The Home Depot isn’t letting the bumpy start to 2019 deter it from the mission that has been laid out: Enhancing stores to improve the customer experience, growing its base of professional customers and increasing online business across the board. A three-year plan to upgrade stores, with $11 billion budgeted for the project, includes installing in-store lockers to facilitate online order pickup and remodeling and streamlining the customer service desk. These efforts “are helping us to optimize store layouts to maximize merchandising space productivity,” Menear says.
The Home Depot has a separate platform for contractors and other professional customers and hopes to have 1 million pros using the site by the end of this year. Another area in which the company is courting professional customers is with tool rentals, making more tools available at more locations.
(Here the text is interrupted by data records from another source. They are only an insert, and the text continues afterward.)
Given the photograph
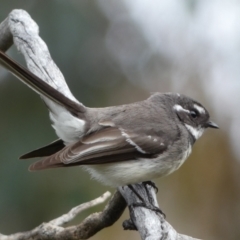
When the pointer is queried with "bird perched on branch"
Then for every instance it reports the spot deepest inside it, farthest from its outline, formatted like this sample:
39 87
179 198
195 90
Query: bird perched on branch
117 145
Unfortunately for The Home Depot, macro-economic factors worked against it in the first half of 2019. There were tariff concerns and market volatility regarding commodities like lumber, as well as an unexpected slowdown in the construction of single-family homes. Things looked so bad at one point that Hoya Capital Real Estate called home improvement retailers “the worst-performing housing industry sector this year.”
However, Hoya sees a few factors that could improve the environment, including highly favorable demographics, the aging of the U.S. housing stock and increased transactional efficiency spurred by real estate technology and data.